We used to define business objects mostly as classes. But what if they become interfaces while instances will be created automatically from some factory (like IoC container)?

Philosophically let's imagine we are talking about some laptop. What is usually important for us? Probably it's technical specs. Especially when we're going to buy it. Tomorrow we have a flight and more important aspect of the laptop will be it's size and weight while we're packing it into our luggage. If you looking for something to hammer a nail the laptop will appear from the different point of view. So any object may have different aspects. And these aspect are interfaces.

Let's take a look briefly into advantages.

Firstly, you can't inject logic into schema that is not a good approach because highly couples responsibilities. For example, let's consider validation. When you're buying the laptop, you have specs-based validation. When going to flight, size/weight-based validation. So validation is process external to the object itself, made by subject and environment.
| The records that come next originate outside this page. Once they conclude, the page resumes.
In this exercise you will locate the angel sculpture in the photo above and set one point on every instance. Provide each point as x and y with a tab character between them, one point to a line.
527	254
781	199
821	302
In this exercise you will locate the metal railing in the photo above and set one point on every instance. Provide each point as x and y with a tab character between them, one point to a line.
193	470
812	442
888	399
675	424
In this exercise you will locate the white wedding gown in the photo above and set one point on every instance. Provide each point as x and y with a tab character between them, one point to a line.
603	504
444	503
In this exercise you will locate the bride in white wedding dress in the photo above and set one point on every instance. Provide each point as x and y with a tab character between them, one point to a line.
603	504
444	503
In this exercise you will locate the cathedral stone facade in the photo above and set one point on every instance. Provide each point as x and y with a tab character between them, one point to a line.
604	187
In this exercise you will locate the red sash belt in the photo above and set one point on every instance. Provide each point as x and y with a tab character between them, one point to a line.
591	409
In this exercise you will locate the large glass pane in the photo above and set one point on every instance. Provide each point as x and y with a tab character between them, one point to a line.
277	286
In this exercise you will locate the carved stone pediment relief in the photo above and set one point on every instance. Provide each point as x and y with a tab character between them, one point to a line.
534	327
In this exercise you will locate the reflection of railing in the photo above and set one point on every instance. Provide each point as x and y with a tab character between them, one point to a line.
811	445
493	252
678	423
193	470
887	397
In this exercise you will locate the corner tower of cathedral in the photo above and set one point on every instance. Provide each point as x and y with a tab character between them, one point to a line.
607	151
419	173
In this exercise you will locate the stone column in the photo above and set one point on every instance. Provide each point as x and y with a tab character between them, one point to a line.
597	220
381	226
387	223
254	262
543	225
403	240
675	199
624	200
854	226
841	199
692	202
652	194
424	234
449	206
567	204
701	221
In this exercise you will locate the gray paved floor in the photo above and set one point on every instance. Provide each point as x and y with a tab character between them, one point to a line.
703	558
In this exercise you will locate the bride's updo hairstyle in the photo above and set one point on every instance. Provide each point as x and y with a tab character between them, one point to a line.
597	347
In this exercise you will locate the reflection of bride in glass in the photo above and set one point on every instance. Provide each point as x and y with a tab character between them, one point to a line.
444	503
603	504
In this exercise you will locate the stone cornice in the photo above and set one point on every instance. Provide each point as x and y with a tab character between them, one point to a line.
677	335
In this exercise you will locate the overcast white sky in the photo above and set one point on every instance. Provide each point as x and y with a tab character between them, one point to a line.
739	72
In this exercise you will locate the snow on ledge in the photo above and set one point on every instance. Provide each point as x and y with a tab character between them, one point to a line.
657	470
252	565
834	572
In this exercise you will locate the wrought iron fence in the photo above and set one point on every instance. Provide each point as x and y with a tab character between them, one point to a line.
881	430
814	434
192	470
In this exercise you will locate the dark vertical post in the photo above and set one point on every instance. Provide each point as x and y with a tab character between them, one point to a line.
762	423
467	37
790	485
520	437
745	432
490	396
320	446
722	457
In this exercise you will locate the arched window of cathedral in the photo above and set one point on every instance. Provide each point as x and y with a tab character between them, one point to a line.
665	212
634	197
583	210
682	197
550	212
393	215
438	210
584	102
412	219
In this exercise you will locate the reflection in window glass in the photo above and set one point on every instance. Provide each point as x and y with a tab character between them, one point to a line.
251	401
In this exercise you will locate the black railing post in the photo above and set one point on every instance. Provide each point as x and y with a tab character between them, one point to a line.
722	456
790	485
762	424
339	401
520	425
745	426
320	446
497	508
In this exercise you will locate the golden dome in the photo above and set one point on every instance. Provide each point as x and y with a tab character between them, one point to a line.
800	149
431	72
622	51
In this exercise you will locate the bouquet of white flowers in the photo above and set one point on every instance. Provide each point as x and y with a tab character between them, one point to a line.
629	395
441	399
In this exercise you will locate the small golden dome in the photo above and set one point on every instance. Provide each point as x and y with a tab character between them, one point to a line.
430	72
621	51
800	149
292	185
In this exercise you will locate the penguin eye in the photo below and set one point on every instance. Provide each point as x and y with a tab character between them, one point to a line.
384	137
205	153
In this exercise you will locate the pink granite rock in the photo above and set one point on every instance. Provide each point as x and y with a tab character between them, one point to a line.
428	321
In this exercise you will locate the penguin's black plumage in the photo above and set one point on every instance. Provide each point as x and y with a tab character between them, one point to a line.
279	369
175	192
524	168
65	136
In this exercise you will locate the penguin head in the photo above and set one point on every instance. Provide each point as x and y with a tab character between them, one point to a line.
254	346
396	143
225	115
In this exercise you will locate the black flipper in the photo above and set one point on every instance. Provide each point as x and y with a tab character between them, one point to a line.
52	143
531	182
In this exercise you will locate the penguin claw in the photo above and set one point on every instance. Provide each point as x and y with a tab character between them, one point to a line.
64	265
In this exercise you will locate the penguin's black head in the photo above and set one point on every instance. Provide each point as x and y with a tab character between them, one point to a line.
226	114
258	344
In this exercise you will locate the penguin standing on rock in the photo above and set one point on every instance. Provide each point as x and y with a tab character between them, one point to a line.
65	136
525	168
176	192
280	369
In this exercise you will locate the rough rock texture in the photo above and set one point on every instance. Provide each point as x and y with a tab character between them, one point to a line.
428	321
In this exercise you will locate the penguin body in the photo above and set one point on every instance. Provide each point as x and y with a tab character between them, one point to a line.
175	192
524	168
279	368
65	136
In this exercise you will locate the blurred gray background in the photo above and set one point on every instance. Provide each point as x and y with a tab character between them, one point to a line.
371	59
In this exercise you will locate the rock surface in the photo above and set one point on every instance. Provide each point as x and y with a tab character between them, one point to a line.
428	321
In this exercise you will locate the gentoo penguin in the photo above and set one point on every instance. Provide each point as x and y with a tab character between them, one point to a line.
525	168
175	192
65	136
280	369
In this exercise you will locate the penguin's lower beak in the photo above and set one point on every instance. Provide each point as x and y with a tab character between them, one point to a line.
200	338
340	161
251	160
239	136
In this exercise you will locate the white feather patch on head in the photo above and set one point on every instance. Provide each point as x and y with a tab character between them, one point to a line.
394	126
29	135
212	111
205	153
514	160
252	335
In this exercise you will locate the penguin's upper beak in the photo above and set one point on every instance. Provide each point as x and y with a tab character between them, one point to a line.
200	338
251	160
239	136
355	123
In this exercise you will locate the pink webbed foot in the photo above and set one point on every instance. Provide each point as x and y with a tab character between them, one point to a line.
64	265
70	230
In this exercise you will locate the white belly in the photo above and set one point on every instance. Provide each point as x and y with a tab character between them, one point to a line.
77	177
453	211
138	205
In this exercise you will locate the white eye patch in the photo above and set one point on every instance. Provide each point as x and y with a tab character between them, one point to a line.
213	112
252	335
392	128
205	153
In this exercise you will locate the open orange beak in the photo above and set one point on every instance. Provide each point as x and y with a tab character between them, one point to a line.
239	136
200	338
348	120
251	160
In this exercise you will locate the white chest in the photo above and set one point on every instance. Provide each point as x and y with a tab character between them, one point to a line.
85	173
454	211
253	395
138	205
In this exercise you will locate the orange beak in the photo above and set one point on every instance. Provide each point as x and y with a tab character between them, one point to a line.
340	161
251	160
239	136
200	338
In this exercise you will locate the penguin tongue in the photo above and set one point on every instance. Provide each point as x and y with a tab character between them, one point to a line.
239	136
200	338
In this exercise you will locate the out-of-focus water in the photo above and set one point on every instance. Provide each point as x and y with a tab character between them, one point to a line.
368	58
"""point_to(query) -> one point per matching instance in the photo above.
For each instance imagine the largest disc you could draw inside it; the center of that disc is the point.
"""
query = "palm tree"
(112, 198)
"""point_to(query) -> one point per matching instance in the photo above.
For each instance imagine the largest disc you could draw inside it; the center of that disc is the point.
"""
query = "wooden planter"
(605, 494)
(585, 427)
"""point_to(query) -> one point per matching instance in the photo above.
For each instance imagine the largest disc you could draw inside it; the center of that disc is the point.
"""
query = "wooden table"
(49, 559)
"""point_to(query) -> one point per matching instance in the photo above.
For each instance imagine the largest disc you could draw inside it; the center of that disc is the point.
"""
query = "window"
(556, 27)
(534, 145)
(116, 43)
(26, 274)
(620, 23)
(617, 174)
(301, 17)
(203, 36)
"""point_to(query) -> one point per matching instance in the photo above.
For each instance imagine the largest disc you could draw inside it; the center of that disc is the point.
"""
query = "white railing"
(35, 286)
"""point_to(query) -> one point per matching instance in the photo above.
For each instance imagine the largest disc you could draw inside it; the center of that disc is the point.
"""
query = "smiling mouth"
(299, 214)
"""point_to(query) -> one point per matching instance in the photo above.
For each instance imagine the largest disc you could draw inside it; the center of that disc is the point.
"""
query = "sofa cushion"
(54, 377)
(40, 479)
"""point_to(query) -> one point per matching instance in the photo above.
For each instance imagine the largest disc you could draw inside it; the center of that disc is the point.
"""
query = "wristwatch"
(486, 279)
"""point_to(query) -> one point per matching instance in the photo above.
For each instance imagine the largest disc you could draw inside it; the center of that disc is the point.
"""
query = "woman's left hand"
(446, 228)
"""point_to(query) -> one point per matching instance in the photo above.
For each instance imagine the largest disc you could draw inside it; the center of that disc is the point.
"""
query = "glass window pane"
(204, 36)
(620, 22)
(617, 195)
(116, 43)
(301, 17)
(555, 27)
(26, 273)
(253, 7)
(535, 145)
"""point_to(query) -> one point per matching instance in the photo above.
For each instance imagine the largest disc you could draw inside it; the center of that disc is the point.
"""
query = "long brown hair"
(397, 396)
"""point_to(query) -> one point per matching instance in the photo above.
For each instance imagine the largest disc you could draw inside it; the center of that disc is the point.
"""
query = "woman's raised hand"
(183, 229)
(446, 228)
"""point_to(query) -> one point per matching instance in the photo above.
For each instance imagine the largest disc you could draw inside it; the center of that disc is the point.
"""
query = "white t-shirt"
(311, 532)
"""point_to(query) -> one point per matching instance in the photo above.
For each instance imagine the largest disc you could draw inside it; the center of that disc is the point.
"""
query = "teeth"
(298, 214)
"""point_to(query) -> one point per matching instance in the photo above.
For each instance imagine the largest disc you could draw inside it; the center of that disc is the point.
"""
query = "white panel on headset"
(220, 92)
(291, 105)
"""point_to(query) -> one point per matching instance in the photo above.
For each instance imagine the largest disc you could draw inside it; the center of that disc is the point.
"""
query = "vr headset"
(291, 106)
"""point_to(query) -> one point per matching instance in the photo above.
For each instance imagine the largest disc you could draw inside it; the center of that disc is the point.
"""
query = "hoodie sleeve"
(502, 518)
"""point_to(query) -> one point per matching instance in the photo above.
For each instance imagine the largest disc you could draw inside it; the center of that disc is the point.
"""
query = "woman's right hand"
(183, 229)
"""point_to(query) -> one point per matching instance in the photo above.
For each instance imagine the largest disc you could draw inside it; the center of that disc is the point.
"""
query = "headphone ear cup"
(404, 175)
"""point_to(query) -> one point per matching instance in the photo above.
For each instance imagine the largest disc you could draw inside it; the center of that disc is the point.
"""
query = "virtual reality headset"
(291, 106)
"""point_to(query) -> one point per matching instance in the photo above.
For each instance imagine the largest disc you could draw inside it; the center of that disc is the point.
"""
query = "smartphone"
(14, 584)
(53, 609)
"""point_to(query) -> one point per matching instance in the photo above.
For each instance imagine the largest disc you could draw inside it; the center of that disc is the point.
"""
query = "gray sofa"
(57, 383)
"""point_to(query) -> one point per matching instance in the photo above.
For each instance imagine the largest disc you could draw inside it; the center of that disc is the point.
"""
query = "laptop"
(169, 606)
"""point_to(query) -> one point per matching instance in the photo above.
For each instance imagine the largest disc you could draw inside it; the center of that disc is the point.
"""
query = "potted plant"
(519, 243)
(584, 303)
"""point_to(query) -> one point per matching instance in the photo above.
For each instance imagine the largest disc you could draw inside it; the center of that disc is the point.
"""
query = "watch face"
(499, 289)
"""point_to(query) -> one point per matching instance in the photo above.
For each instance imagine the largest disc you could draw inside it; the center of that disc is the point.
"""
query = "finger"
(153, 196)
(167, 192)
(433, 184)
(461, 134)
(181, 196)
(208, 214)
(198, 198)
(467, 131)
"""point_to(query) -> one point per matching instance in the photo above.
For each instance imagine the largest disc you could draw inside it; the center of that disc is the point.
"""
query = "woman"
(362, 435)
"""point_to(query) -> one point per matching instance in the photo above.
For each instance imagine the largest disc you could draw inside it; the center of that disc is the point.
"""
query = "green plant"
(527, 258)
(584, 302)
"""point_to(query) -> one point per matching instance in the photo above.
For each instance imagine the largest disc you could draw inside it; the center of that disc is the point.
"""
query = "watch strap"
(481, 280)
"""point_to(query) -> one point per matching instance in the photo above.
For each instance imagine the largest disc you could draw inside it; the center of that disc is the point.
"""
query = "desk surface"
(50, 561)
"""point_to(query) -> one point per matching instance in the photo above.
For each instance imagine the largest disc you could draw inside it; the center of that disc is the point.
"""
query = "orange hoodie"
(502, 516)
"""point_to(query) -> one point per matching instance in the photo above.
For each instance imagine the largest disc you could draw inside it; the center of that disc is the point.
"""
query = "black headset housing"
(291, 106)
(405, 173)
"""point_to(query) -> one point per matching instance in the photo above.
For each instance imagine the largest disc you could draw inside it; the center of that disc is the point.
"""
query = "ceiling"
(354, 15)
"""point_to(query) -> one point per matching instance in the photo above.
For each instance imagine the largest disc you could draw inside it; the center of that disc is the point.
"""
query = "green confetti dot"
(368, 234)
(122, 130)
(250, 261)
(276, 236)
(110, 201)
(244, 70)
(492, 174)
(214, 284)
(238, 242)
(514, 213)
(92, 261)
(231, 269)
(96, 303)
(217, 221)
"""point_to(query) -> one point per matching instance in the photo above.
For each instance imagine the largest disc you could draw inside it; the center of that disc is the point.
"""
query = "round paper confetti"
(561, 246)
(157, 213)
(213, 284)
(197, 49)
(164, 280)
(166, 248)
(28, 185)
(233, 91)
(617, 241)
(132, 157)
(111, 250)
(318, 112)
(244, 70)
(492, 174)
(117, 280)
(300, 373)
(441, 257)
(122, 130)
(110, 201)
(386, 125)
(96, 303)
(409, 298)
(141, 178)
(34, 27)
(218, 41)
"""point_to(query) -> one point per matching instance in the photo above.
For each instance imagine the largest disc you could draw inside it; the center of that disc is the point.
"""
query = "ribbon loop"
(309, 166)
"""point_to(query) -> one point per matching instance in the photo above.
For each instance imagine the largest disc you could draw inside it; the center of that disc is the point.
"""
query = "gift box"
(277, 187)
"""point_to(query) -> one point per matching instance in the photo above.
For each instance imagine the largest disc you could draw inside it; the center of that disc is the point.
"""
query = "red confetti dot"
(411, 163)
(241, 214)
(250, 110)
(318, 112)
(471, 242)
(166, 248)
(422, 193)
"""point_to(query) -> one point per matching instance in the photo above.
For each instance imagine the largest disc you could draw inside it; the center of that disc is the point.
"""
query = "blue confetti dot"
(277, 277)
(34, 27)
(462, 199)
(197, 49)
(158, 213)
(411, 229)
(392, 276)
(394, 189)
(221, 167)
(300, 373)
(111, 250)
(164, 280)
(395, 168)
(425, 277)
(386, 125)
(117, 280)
Secondly, even if you need some logic, it can be automatically or manually added to the implementation of this interface. And here you'll have a kind of AOP (Aspect Oriented Programming) where any aspects can be flexibly added to the objects.

Thirdly, designed based on interfaces is always more flexible. You'll start to extract different aspects of your classes, because won't be limited by "inheritance hell" and can easily build mixes from different interfaces to craft new view-models, DTO models (requests, responses), etc.

Simple example. Many objects have Name property. Event if they are very different and you can't provide the property by inheritance. This is a specific aspect of "named" things. Or some "hierarchy" aspect that defines Parent property.

A good solution is to define it in IHasName interface. For this interface you can define validation rule, that will be automatically injected into property setter when your IoC will create an instance with this interface.